Les Plumes vous offrent Les Orageuses

Il y a deux ans déjà, Lyly Ford recrutait une quinzaine d’autrices de fantasy pour lancer un groupe le temps du mois de l’imaginaire. Les Plumes de l’imaginaire sont nées! Nous avons eu un plaisir fou, assez que nous avons décidé d’un commun accord de poursuivre l’aventure.

Cet été, C.C. Mahon a suggéré de mettre sur pied un recueil pour souligner l’anniversaire du groupe. Dix d’entre nous ont relevé le défi, car nous sommes toujours aussi passionnées qu’au premier jour. Nos horaires sont chargés, nos journées sont bien remplies.

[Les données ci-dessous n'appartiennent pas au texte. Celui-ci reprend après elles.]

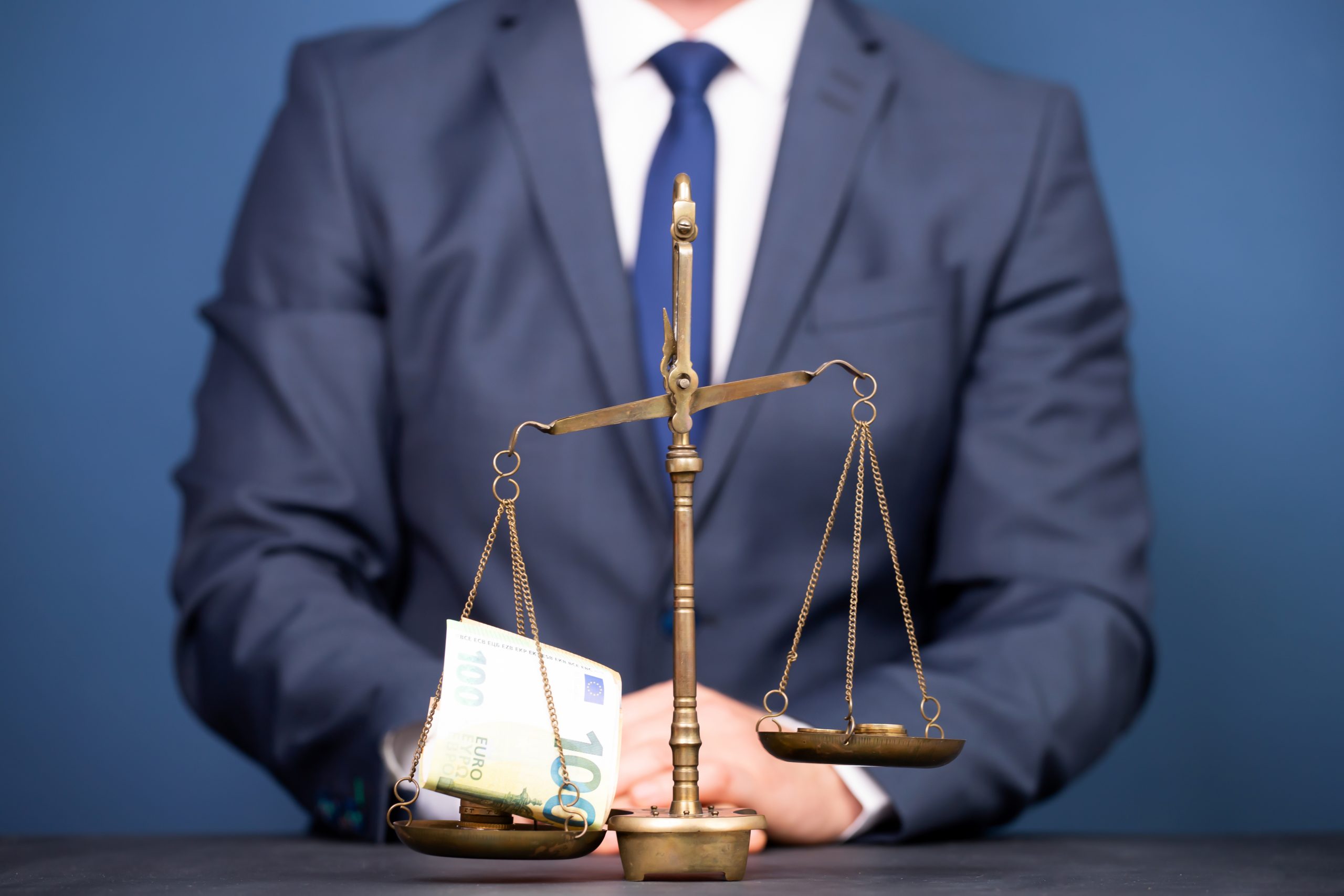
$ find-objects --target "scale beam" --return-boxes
[508,359,868,454]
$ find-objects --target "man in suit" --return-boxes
[175,0,1152,842]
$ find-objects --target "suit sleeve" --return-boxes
[173,47,438,838]
[795,90,1153,840]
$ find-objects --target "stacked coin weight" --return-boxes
[854,723,907,737]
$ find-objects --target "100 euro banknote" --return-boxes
[418,619,621,825]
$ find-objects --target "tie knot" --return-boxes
[653,40,729,99]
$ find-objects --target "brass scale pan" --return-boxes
[393,819,606,860]
[757,724,967,768]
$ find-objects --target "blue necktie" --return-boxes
[631,40,729,405]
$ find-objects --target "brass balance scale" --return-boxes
[387,175,965,880]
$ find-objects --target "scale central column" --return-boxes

Il n’empêche que nous avons choisi de mettre la main à la pâte (ou le crayon au papier?) pour le plus grand bonheur de nos lectrices et de nos lecteurs!

Pour ma part, je planchais déjà sur une nouvelle dans l’univers du Windigo, alors ça tombait sous le sens de rester dans les parages. J’ai finalement décidé de revisiter un personnage que j’affectionne beaucoup : Sorcha Murphy, Sentinelle de la meute des Faoladh et précieuse alliée d’Ellie dans la trilogie originale.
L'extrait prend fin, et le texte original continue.